Stories from Hartford's Grassroots
The definition of the word is clear: “an extrajudicial execution… in order to punish an alleged transgressor, or to intimidate, control, or otherwise manipulate a population of people.”
Every lynching has its lynch mob. George Zimmerman benefitted from a virtual lynch mob, first created when the “Stand Your Ground” law was passed in 2005 by the Florida state legislature. Every lawmaker who voted for it, and every TV watcher who rooted for Zimmerman is part of that mob.
Lynching is as American as cherry pie. It continues to be the “strange fruit” that Billie Holiday first sang about in 1939:
/Black body swinging in the southern breeze/ Strange fruit hanging from the poplar trees/
There have been 4,743 documented lynchings in the United States between 1882 and 1968, according to statistics first collected by the Tuskegee Institute. Black men have been the overwhelming target, but black women and children have been lynched as well.
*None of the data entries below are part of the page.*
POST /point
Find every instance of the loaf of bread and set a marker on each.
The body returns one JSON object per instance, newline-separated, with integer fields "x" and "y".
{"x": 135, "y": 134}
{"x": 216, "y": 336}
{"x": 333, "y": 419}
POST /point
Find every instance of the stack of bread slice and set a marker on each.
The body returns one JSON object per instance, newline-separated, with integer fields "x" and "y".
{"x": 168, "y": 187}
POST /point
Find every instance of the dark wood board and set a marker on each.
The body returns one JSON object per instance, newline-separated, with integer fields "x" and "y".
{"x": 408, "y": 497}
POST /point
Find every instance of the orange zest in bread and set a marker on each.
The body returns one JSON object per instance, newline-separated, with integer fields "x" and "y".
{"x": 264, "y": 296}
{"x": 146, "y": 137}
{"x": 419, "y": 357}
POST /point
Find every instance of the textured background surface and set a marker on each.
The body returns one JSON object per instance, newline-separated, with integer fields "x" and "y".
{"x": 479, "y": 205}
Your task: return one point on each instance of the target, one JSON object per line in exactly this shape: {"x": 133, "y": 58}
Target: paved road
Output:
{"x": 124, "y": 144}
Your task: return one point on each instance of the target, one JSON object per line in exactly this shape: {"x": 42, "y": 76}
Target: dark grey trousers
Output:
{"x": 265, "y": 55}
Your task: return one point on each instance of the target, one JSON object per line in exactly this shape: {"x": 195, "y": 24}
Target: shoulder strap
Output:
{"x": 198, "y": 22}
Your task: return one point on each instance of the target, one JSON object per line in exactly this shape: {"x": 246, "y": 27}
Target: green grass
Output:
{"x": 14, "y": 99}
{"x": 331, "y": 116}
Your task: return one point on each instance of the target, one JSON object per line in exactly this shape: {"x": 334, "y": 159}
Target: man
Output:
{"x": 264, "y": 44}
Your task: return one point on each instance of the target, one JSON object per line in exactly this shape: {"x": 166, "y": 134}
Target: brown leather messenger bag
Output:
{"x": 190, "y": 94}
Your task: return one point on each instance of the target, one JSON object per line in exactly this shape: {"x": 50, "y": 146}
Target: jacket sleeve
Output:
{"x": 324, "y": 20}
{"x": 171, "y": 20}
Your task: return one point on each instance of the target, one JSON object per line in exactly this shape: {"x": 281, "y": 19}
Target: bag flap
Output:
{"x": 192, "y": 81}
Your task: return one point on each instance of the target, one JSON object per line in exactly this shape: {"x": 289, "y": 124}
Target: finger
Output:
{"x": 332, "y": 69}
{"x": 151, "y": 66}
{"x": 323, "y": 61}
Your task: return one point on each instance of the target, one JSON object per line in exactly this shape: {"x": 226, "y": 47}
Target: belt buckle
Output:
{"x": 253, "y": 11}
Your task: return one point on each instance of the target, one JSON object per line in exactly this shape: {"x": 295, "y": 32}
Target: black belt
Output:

Florida ranks eighth, with 282 lynchings; 90% of the victims were Black.
Connecticut is one of only six states that has no recorded lynching deaths. But while we don’t appear on that shameful list, our state had its share of near misses:
–William Morrison of Bridgeport was accused by a mob of attacking an elderly white woman in 1899, but the local authorities prevented his lynching;
–Frank Smith was saved from a South Norwalk lynch mob in 1907 when he was charged with molesting a child;
–William Taylor was almost lynched in 1912 when a crowd tied his hands, placed a noose around his neck and dragged him through the town of Derby. The crowd took him to the home of the alleged victim, a young white woman who denied that Taylor had assaulted her. A judge later nolled the charges against the mob’s ringleaders;
In each one of these cases, white Connecticut citizens were prepared to take the law into their own hands, stopped only when legal authorities intervened.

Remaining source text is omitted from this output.